Religious Beliefs. Mountain Arapesh cosmology was not tightly integrated. The elements of the universe were viewed as either "given" or as the vaguely defined creations of walinab spirits, and they were believed principally to be influenced by ancestral spirits, walinab, and magical forces. The principal supernaturals were the walinab spirits and the ancestral shades. The giant walinab were responsible for rainbows. Lesser walinab occupied waterholes, bogs, and declivities and occasionally appeared as monstrous, two-headed snakes or lizards or as deformed animals. Each patrilineage was identified with a walin spirit that was believed to associate mystically with the group's ancestral shades and guard its lands against trespass and transgression.
Religious Practitioners. Since knowledge of many magical and ritual practices was widely diffused through the Community, there was limited opportunity for the emergence of formal religious or magical specialists. The main exception was the patrilineage with the traditional right to act as incisor in male initiation, though an individual or patrilineage occasionally gained a temporary specialism in some novel, Imported ritual practice.
Ceremonies. The main ceremonies were associated with the life cycle, the wareh (tambaran), and feasts for exchange partners. Birth, preadolescent growth, initiation, marriage, menstruation, and death were observed for both sexes in rites varying in complexity from the simple taboos associated with preadolescent growth to the elaborate, interlocality male initiation rituals. Tambaran rituals, involving a noise-making device represented as a being, were staged during male initiations or when an important man had been insulted by a wife or young relative.
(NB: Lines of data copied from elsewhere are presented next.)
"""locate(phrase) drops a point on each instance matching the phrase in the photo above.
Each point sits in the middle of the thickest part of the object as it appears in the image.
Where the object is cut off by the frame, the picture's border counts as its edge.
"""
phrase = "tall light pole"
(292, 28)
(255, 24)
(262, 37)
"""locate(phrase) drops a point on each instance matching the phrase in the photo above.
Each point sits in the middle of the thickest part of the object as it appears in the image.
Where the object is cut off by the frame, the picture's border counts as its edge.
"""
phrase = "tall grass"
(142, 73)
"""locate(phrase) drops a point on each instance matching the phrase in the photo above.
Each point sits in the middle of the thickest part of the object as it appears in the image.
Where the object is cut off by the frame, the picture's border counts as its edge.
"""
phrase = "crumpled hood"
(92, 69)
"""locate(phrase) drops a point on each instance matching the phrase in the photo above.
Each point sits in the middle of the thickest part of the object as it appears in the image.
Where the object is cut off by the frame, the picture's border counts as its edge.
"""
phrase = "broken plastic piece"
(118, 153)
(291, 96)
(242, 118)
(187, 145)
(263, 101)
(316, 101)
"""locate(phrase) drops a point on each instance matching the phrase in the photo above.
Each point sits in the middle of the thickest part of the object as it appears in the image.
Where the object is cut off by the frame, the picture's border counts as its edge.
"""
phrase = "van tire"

Large ceremonies were also held to feast buanyin or gabunyan as a return for previous feasts, to "pay" for initiation services, to celebrate house construction, or to purchase elements of the tambaran complex.
Arts. Although most graphic, plastic, and ephemeral art was imported, the Mountain Arapesh produced plaited armlets and belts, dogs'-teeth decorations, ornamented spinning tops, masks, painted sago-bark panels, and slit gongs. Songs appear to have been the major ephemeral productions.
Medicine. The principal cause of sickness was sorcery performed on a victim's exuviae, though ancestral spirits, walinab, pollution by females or the young, protective magic placed on property, and infractions of ritual and taboo were also frequently blamed.
Death and Afterlife. The soul ( mishin ) was believed to survive death as a white spirit that departed variously to the ocean, its patrilineage's walin or borderlands, or to old bread-fruit trees. After relatives had been summoned on the slit gongs, the corpse was mourned formally for up to a day and then buried in a grave at the center of the hamlet plaza, under a little house containing some food and the deceased's Personal property. The bones of particularly esteemed Individuals were later exhumed and, in the case of males, used magically to acquire the deceased's special abilities.